En voici le résumé :
Le narrateur San-Antonio multiplie les références à l’histoire littéraire, donnant une très surprenante image de la littérature faite de stéréotypes, de bons sentiments, et d’allusions insistantes au nouveau roman. Cet écart par rapport à la pratique du roman populaire est si constant qu’il peut être considéré comme une marque de fabrique.
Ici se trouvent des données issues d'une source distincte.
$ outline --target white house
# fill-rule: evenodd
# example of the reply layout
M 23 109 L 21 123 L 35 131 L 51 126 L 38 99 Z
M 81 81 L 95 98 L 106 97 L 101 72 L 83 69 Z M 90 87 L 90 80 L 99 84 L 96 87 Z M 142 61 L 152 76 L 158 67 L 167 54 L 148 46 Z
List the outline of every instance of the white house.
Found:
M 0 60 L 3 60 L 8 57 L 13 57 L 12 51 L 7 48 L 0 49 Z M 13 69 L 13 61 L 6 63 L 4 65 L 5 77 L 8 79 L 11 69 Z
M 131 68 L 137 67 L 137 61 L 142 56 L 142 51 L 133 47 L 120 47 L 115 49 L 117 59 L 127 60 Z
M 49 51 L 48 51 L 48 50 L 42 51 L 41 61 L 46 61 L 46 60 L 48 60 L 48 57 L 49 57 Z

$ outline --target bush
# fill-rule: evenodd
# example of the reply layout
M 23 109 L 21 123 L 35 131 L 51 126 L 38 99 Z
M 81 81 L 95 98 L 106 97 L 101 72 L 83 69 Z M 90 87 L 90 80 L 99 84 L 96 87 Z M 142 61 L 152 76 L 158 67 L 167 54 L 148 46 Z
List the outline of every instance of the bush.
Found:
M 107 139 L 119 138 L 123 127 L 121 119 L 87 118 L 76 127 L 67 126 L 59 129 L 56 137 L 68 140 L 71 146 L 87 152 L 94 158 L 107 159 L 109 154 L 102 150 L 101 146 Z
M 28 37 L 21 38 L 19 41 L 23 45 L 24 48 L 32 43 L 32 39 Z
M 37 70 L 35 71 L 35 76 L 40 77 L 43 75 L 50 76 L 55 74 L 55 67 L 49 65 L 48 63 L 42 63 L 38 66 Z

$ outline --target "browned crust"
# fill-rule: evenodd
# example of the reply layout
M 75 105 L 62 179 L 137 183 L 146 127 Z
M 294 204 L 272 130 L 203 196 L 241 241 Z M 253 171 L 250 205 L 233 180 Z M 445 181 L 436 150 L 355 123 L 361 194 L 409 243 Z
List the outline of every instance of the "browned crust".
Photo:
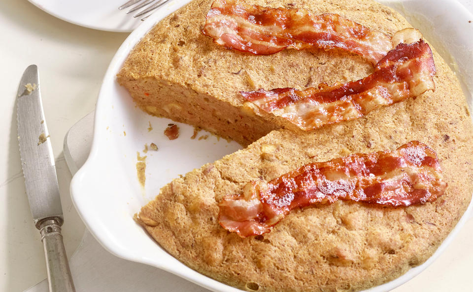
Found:
M 176 88 L 213 97 L 216 104 L 238 108 L 242 105 L 238 90 L 330 84 L 359 78 L 372 70 L 359 57 L 336 51 L 286 50 L 250 56 L 226 50 L 200 32 L 210 3 L 193 2 L 159 24 L 134 50 L 119 81 L 128 87 L 144 86 L 145 80 L 165 80 Z M 314 13 L 337 13 L 390 35 L 408 26 L 398 14 L 371 1 L 291 3 Z M 284 4 L 280 0 L 270 4 Z M 179 41 L 185 44 L 179 46 Z M 256 283 L 260 291 L 353 291 L 399 276 L 432 255 L 466 209 L 473 191 L 470 113 L 456 77 L 435 50 L 434 58 L 435 92 L 311 132 L 271 132 L 245 149 L 165 186 L 142 209 L 141 223 L 186 265 L 244 290 L 256 287 L 248 283 Z M 237 74 L 232 73 L 240 70 Z M 241 75 L 245 73 L 251 82 Z M 135 95 L 137 91 L 134 90 Z M 176 111 L 169 116 L 178 119 L 181 114 Z M 271 127 L 284 126 L 256 112 L 257 121 L 248 121 L 248 126 L 260 122 L 260 114 L 270 126 L 255 130 L 255 138 Z M 219 131 L 238 137 L 236 131 Z M 247 138 L 240 143 L 253 139 Z M 256 178 L 269 180 L 309 162 L 393 149 L 414 140 L 437 152 L 448 184 L 444 195 L 434 203 L 382 208 L 338 202 L 294 212 L 271 232 L 245 239 L 218 225 L 217 202 L 223 195 L 241 191 Z M 272 150 L 265 152 L 268 149 Z

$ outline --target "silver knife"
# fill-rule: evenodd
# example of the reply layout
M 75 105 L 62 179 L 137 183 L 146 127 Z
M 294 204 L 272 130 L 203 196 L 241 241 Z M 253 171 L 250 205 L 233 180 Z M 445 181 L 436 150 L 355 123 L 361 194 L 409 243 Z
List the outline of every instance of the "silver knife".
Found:
M 38 67 L 30 65 L 17 96 L 18 140 L 26 192 L 44 247 L 50 292 L 75 290 L 61 234 L 64 222 L 54 156 L 39 92 Z

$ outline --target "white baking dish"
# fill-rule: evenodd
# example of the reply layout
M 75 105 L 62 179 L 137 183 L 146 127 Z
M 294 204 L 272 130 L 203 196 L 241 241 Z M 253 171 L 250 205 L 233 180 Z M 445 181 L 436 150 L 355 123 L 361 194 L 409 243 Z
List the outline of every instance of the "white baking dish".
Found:
M 169 141 L 163 130 L 170 121 L 149 116 L 135 108 L 128 93 L 116 82 L 116 75 L 130 51 L 154 25 L 189 2 L 171 1 L 132 33 L 112 60 L 103 79 L 96 110 L 94 140 L 87 162 L 74 176 L 70 185 L 72 200 L 87 227 L 104 248 L 118 256 L 168 271 L 214 291 L 240 291 L 203 276 L 168 254 L 133 220 L 133 215 L 159 192 L 161 187 L 179 174 L 239 148 L 210 136 L 191 140 L 192 127 L 180 125 L 181 136 Z M 450 63 L 462 82 L 471 110 L 473 93 L 473 19 L 454 0 L 382 1 L 403 14 L 420 29 Z M 455 61 L 456 61 L 456 63 Z M 458 64 L 457 66 L 456 64 Z M 154 130 L 148 130 L 148 122 Z M 125 134 L 126 133 L 126 134 Z M 158 151 L 142 152 L 153 142 Z M 136 152 L 147 155 L 146 187 L 136 179 Z M 425 263 L 394 281 L 368 290 L 391 290 L 411 279 L 438 257 L 465 222 L 467 212 L 437 252 Z

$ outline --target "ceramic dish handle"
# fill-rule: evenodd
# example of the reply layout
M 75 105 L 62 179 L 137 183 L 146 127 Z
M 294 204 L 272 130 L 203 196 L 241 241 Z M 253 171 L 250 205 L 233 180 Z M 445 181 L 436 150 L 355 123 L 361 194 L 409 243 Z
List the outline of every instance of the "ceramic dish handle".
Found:
M 75 292 L 61 234 L 61 221 L 48 218 L 38 228 L 44 247 L 49 292 Z

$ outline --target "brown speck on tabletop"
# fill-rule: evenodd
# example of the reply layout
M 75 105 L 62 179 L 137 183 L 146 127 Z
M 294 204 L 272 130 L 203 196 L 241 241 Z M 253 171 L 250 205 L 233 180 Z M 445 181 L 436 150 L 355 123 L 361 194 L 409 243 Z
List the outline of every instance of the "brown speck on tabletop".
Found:
M 151 143 L 149 145 L 149 147 L 151 148 L 151 150 L 154 150 L 154 151 L 158 151 L 158 146 L 156 146 L 154 143 Z
M 177 139 L 179 137 L 179 127 L 175 124 L 168 124 L 168 127 L 164 130 L 164 135 L 170 140 Z

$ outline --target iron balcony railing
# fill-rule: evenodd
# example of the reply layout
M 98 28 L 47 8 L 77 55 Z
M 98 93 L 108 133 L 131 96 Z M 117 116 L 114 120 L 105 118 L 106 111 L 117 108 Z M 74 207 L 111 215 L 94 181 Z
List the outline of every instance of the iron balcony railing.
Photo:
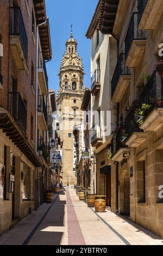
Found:
M 27 60 L 28 59 L 28 38 L 20 7 L 10 8 L 10 35 L 19 36 Z
M 3 76 L 1 73 L 0 73 L 0 84 L 1 85 L 3 85 Z
M 52 127 L 52 124 L 53 124 L 53 116 L 52 116 L 52 112 L 48 112 L 48 122 L 47 122 L 48 125 Z
M 91 129 L 91 142 L 92 143 L 97 139 L 101 138 L 101 124 L 96 123 Z
M 148 79 L 139 97 L 139 108 L 146 104 L 147 116 L 155 108 L 163 108 L 163 81 L 156 70 Z M 144 106 L 144 105 L 143 105 Z
M 131 105 L 125 119 L 125 136 L 129 137 L 134 132 L 140 130 L 139 122 L 139 101 L 135 101 Z
M 91 78 L 91 90 L 96 84 L 100 85 L 101 70 L 96 69 Z
M 45 59 L 43 57 L 43 55 L 42 55 L 42 51 L 39 51 L 39 52 L 38 68 L 43 69 L 46 82 L 46 85 L 47 85 L 47 90 L 48 91 L 48 75 L 47 75 L 46 63 L 45 63 Z
M 15 120 L 19 123 L 23 131 L 27 132 L 26 106 L 18 92 L 9 93 L 10 112 Z
M 148 0 L 137 0 L 138 23 L 140 22 Z
M 124 127 L 120 127 L 115 132 L 115 134 L 113 136 L 111 145 L 111 151 L 112 156 L 121 148 L 127 147 L 125 145 L 125 142 L 123 141 L 124 136 Z
M 45 104 L 43 95 L 39 95 L 38 96 L 38 111 L 42 112 L 43 114 L 46 122 L 47 123 L 48 115 L 47 111 L 47 106 Z
M 127 59 L 133 41 L 145 39 L 143 31 L 139 28 L 138 18 L 138 13 L 134 13 L 125 39 L 125 61 Z
M 121 75 L 130 75 L 130 68 L 125 66 L 125 53 L 120 55 L 117 63 L 111 80 L 111 97 L 112 98 L 114 93 L 116 90 L 118 80 Z

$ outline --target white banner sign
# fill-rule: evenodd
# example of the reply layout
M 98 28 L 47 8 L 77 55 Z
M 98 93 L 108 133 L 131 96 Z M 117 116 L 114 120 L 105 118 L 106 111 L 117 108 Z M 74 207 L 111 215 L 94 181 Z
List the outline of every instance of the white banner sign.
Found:
M 60 150 L 51 150 L 51 163 L 61 163 L 62 162 L 62 151 Z

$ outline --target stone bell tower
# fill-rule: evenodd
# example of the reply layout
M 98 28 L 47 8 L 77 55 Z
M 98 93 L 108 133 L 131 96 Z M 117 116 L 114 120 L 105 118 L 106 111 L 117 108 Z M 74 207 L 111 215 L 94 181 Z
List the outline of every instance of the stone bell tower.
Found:
M 77 52 L 77 41 L 73 38 L 71 26 L 70 38 L 66 41 L 66 49 L 59 69 L 60 87 L 57 94 L 57 106 L 59 115 L 59 133 L 62 145 L 63 184 L 77 183 L 75 155 L 77 147 L 82 147 L 81 124 L 83 114 L 80 110 L 85 88 L 82 58 Z M 74 140 L 74 134 L 79 130 L 78 141 Z M 76 131 L 76 132 L 74 132 Z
Dans les marges des aventures de son héros-narrateur, Frédéric Dard développe une représentation simplifiée de l’histoire littéraire, avec d’un côté les ennuyeux, les académiciens et tous les grands auteurs, de l’autre Céline, Rabelais et lui-même. Derrière les pitreries stylistiques, on soupçonne vite que l’auteur ne peut s’empêcher de se prendre au sérieux. En construisant ce face-à-face entre le bouffon et l’académisme tourné en dérision, le narrateur cherche à se donner une filiation artistique et à s’inscrire dans le mythe des artistes maudits, c’est-à-dire à quitter l’espace de la paralittérature pour entrer en littérature. S’il s’efforce quelquefois de rivaliser de manipulations narratives avec le nouveau roman, ce n’est pas seulement pour rire, mais aussi pour prouver sa compétence en se confrontant aux avant-gardes. Cependant, sa démarche subversive se révèle convenue et s’abrite derrière des modèles prestigieux : derrière ces radicalisations comiques, se profile la silhouette d’un écrivain souffrant du complexe de la paralittérature, regrettant de n’avoir pu construire une œuvre reconnue, et espérant, sous sa posture de poète maudit, après avoir fait scandale, entrer un jour, comme Céline, dans l’histoire littéraire.